UK Politics

Comedian Jimmy Carr: I've made terrible error over tax

Jimmy Carr
Image caption Jimmy Carr: No longer involved in the tax scheme

Comedian Jimmy Carr says he has "made a terrible error of judgement" over using a tax avoidance scheme.

In a statement on his Twitter account, Mr Carr said he was no longer involved in the K2 tax shelter.

Prime Minister David Cameron on Wednesday called Mr Carr's use of the scheme "morally wrong".

But the PM refused to comment on Take That star Gary Barlow's tax affairs - saying it was a different case - after Labour called for his OBE to removed.

The K2 tax scheme used by Mr Carr is a way of lowering the amount of tax paid. It is legal and Mr Carr made clear in his statement it was fully disclosed to HMRC.

In a series of messages on Twitter Mr Carr said: "I appreciate as a comedian, people will expect me to 'make light' of this situation, but I'm not going to in this statement.

"As this is obviously a serious matter. I met with a financial advisor and he said to me 'Do you want to pay less tax? It's totally legal'. I said 'Yes'."

"I now realise I've made a terrible error of judgement.

"Although I've been advised the K2 Tax scheme is entirely legal, and has been fully disclosed to HMRC (Her Majesty's Revenue and Customs).

"I'm no longer involved in it and will in future conduct my financial affairs much more responsibly. Apologies to everyone.

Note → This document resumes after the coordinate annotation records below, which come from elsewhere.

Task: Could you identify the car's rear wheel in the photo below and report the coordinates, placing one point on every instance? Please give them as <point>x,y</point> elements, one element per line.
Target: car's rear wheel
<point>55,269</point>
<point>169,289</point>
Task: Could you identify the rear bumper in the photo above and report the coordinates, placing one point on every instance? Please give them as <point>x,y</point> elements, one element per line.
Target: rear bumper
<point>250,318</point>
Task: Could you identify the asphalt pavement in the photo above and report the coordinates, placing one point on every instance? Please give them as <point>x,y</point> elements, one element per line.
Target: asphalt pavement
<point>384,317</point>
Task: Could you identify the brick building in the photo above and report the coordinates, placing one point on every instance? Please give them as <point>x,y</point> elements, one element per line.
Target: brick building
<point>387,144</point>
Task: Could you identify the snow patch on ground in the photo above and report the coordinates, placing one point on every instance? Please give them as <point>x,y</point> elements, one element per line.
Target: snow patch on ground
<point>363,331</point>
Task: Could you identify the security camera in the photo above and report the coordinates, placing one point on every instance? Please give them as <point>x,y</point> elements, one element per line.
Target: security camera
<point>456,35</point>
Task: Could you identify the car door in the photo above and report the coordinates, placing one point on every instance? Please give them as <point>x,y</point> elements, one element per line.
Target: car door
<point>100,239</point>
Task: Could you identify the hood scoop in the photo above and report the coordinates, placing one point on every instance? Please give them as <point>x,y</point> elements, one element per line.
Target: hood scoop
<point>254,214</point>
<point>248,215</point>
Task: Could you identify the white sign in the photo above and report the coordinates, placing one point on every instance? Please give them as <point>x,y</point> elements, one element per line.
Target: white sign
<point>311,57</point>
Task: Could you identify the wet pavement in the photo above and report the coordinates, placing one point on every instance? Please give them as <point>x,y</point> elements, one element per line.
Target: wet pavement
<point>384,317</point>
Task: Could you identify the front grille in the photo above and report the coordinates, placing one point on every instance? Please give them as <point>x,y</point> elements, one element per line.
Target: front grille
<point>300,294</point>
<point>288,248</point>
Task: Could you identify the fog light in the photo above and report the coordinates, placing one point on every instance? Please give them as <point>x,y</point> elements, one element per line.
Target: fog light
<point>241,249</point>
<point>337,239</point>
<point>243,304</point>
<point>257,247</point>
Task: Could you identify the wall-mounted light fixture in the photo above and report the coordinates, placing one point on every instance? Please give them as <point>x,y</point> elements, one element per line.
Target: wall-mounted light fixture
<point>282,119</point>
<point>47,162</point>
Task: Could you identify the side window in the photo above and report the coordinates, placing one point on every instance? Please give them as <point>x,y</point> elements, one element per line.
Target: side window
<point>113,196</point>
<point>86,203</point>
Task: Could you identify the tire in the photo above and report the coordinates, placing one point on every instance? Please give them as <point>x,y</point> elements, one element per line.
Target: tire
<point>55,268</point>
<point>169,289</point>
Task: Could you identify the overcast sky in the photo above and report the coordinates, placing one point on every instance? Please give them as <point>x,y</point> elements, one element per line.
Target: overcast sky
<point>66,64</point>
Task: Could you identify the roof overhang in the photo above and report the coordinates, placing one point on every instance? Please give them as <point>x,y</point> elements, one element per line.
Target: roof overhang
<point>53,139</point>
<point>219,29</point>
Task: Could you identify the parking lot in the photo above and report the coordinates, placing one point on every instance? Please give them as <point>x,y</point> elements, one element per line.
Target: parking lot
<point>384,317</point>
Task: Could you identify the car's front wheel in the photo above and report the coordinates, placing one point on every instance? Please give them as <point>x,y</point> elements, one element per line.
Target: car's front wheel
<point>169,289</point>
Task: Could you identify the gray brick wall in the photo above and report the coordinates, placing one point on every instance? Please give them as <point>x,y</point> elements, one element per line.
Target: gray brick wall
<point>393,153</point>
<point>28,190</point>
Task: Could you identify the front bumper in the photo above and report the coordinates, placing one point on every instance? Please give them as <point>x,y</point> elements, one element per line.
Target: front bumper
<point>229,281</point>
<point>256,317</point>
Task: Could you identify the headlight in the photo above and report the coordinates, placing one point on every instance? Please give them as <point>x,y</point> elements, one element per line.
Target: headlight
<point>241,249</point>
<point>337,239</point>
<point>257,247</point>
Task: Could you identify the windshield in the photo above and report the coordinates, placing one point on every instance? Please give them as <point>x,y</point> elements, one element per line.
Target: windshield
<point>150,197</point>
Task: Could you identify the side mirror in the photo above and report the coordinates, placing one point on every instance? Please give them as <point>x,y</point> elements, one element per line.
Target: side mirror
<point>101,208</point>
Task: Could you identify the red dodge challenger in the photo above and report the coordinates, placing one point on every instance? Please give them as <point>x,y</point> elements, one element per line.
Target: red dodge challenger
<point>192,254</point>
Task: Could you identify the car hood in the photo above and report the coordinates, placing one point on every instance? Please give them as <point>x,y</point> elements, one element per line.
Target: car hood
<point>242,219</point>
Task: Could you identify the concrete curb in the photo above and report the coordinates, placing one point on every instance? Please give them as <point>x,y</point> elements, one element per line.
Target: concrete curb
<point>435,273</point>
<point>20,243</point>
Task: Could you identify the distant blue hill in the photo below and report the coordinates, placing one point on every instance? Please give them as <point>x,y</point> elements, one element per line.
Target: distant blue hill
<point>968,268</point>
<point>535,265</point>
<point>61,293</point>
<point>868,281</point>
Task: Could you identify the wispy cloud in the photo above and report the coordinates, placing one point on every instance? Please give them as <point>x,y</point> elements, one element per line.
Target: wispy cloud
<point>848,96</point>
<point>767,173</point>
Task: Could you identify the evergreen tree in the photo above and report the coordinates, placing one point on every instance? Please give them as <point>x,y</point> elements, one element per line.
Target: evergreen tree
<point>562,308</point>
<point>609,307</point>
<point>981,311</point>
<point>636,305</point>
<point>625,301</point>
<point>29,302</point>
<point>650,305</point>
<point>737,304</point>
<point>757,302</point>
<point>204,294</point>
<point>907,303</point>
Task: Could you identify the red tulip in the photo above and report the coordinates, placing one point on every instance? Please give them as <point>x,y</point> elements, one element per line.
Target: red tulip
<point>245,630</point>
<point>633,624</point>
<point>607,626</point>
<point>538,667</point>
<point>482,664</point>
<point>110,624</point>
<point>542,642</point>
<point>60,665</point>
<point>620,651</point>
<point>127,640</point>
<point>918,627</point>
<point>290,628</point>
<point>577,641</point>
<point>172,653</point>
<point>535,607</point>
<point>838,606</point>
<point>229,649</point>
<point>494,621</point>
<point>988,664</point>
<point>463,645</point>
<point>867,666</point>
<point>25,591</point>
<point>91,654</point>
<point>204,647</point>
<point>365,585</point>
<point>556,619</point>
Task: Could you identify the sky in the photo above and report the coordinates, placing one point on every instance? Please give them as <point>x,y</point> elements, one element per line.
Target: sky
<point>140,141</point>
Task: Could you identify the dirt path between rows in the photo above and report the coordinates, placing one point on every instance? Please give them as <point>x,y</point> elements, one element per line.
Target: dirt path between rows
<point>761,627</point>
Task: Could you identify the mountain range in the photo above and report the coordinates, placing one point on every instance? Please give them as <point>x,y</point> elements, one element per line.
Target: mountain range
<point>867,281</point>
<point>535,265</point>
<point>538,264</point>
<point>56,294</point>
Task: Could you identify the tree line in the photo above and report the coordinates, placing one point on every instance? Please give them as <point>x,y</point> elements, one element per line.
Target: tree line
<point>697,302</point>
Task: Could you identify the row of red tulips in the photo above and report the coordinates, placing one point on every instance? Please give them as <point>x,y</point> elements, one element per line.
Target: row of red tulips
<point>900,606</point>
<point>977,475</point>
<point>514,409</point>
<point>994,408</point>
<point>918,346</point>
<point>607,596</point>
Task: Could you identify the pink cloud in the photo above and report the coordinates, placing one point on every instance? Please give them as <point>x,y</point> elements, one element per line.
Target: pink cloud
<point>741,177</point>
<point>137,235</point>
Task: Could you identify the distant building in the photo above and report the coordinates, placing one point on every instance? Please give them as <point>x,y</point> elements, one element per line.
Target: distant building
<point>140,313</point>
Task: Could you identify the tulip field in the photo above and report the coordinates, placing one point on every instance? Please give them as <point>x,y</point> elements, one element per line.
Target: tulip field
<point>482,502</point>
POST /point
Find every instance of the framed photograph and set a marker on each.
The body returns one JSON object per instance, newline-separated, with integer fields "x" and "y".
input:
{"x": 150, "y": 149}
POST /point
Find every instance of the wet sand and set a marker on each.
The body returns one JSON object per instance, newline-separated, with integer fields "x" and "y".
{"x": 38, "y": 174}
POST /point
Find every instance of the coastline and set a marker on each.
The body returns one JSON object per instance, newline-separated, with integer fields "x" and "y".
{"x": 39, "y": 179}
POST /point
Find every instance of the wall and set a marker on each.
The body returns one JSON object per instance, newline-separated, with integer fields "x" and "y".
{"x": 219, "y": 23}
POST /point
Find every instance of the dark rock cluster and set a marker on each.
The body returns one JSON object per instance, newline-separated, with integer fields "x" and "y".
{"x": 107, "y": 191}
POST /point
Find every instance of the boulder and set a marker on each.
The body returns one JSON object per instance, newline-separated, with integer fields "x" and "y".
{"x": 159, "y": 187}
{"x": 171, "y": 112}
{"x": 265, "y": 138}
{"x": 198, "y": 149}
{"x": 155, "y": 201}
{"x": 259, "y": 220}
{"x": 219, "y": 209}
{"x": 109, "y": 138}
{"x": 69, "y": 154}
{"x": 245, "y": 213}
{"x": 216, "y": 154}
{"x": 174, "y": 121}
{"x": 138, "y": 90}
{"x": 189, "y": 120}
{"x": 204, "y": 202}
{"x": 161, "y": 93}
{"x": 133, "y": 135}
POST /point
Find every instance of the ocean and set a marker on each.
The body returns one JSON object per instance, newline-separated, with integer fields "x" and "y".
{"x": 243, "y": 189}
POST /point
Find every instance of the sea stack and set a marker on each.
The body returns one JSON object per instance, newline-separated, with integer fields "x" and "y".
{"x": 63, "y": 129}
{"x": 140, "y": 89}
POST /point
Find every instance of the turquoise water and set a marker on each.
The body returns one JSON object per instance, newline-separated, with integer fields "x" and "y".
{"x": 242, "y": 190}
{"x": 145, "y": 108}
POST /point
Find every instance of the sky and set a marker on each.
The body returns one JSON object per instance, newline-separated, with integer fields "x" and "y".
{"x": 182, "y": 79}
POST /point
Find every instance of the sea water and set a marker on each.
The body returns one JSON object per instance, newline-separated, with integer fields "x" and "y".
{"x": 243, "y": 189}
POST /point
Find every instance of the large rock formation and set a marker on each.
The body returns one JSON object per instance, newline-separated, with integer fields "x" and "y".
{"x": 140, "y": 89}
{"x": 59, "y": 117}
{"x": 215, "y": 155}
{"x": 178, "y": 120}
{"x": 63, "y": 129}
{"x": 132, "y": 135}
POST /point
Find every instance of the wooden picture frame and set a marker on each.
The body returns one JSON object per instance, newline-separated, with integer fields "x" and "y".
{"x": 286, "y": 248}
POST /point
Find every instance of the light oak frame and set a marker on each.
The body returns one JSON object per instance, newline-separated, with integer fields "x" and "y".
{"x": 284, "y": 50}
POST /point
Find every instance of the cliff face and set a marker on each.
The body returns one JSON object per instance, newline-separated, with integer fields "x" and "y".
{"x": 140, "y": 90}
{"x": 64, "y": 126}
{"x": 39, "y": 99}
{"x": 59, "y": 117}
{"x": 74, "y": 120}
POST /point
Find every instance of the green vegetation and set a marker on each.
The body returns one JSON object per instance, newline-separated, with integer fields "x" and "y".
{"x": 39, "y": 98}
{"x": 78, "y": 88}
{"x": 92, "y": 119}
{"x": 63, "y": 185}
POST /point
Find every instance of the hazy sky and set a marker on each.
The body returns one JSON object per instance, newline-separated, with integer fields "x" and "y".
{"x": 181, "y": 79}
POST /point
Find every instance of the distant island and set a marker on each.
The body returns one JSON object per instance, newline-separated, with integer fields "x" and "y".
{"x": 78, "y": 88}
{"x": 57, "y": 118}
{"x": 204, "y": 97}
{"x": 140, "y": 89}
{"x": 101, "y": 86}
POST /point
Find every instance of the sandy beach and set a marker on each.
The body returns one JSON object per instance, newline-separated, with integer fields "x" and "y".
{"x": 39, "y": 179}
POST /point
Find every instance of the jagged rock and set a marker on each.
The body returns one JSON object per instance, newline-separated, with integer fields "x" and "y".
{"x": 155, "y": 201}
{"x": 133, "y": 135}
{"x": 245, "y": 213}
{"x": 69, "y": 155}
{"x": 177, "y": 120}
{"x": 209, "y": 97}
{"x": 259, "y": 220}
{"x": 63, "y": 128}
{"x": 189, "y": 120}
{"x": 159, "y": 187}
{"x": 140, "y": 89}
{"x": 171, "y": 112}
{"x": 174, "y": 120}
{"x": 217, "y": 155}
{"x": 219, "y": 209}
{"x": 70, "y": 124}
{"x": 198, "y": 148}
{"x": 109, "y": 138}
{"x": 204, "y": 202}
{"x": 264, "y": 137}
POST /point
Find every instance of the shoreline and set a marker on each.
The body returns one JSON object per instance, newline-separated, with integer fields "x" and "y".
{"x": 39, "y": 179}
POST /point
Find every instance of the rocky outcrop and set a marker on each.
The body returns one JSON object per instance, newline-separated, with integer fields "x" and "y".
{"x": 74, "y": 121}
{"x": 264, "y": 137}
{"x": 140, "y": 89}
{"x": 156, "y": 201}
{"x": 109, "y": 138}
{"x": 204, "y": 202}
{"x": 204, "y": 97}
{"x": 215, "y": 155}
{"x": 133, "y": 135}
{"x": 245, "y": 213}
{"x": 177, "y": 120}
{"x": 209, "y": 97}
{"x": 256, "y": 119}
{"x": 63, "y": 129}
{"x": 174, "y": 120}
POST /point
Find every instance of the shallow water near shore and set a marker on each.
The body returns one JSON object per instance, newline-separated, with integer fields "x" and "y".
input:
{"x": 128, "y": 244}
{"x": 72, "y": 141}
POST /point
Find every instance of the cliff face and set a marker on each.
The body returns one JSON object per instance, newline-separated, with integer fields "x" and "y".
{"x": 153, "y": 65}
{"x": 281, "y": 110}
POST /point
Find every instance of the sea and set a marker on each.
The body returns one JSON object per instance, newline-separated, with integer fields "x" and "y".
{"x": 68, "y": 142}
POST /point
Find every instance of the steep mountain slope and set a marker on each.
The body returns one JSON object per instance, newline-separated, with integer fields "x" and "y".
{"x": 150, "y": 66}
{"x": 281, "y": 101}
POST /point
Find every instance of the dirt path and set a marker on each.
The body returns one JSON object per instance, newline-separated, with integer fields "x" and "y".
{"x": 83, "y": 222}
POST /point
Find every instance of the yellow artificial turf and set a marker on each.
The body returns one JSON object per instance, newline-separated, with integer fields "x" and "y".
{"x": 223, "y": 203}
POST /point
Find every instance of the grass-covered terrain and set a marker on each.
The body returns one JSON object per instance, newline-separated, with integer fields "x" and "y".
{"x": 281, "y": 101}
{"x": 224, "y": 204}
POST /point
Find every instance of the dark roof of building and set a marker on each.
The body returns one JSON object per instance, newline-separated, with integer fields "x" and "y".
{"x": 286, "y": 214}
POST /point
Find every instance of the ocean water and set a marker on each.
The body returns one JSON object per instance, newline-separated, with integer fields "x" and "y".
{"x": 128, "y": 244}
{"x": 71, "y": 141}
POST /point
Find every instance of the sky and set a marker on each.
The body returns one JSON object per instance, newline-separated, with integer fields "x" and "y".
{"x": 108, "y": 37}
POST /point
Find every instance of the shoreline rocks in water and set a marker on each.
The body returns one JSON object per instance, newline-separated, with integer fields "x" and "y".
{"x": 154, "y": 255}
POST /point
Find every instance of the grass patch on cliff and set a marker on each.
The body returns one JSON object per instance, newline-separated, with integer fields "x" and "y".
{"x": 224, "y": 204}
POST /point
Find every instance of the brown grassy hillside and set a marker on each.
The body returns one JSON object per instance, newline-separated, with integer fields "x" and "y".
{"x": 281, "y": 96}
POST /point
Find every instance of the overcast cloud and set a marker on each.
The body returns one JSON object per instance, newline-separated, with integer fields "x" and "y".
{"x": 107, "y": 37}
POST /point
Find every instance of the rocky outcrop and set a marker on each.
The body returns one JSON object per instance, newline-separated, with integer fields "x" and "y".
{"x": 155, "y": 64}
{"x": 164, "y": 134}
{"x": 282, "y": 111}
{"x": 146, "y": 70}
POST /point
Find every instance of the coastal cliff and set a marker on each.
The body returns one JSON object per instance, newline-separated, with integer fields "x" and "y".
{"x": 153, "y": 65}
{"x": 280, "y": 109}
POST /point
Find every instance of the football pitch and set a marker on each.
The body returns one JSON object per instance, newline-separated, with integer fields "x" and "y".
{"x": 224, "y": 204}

Jimmy Carr."

More than 1,000 people, including Mr Carr, are thought to be using the Jersey-based K2 scheme, which is said to be sheltering £168m a year from the Treasury.

Under the K2 scheme, an individual resigns from their company and any salary they subsequently receive is paid to an offshore trust.

Downing Street welcomed Mr Carr's apology.

A spokeswoman said: "HMRC are working hard to investigate the sort of scheme that Jimmy Carr had been reported to be involved in to ensure that they are not aggressively avoiding tax, and, if they are, they are closed down."

She defended Mr Cameron's decision to speak out about an individual's tax affairs - in contravention of normal government practice.

"The prime minister was expressing what probably lots of people felt after reading the coverage," she said.

Business Secretary Vince Cable also backed the prime minister, telling BBC Radio Sheffield he was not prepared to go "through a hit-list of our celebrities" but adding: "We just want people to pay their dues."

The Lib Dem minister said he did not use tax avoidance schemes himself and that, as far he knows, no members of the cabinet did either, saying: "We observe the law... but also try to set an example."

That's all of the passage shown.